Все чаще в том же окне стали появляться мальчишки трех и четырехлетнего возраста. Они не умели говорить, однако младший четко произносил «ага». Тот, что постарше, научился открывать створку. Окно выходило на дорогу, делившую улицу на две стороны. «Агашки» – так окрестили их селяне – протягивали тоненькие ручонки, едва завидев человека, и каждый раз в маленьких ладонях появлялись пряники, пирожки, ватрушки, а порой, и семечки.

Дорожная пыль сменилась кружевом ржавой листвы, и воздух стал чище и холоднее. Окно закрылось на зимний режим, и дети, прилипая расплющенными носиками и губками к стеклу, беспомощно махали прохожим. Потом догадались стучать кулачками, а вскоре исчезли с подоконника совсем. Мать все чаще пропадала. Голодные мальчишки на четвереньках рыскали по дому в поисках пищи, складывая в рот, все, что движется и не движется.

На подоконнике появилась объеденная свеча.

Морозы крепли. Люди свирепствовали. Соцзащита готовила документы на лишение родительских прав. Однажды в дверь дома с холодными и пустыми окнами вошел участковый. Дверь тихо захлопнулась, но быстро открылась, а представитель власти в погонах выскочил на крыльцо, закрывая ладонью рот. Позже инспектору по охране детства и представителям соцзащиты он в красках рассказывал о незабываемом визите к Плотниковым, как на грязном полу сидели дети и складывали в рот растерзанных окровавленных голубей.

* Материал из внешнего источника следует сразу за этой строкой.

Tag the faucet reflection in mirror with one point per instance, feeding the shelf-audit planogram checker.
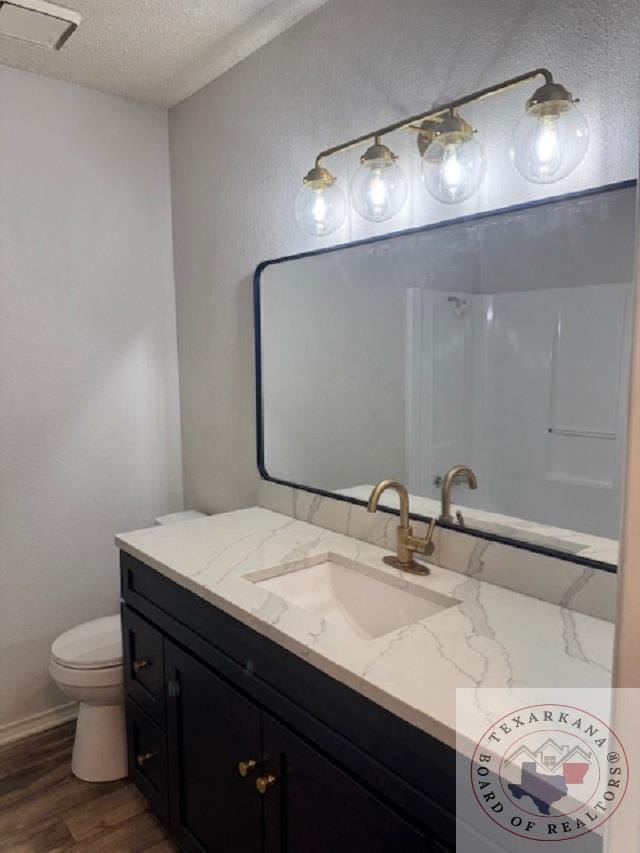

После второго визита инспекторы стали оформлять документы, и к зиме детей забрали в пансионат. Мать ушла в запой. Крепкий такой, продолжительный, настоящий запой. Новый год для нее прошел в мутном бреду. Она приобрела себе закадычную подругу Ольчу (Ольгой ее никто не называл), жившую неподалеку в покосившемся хромом на одну ногу домишке. Вместе нанимались на заработки, и дружно все пропивали. Деревенские женщины бросали вслед матери-кукушке: «Бессовестная! Детей нет – и забот никаких, она и пустилась во все тяжкие».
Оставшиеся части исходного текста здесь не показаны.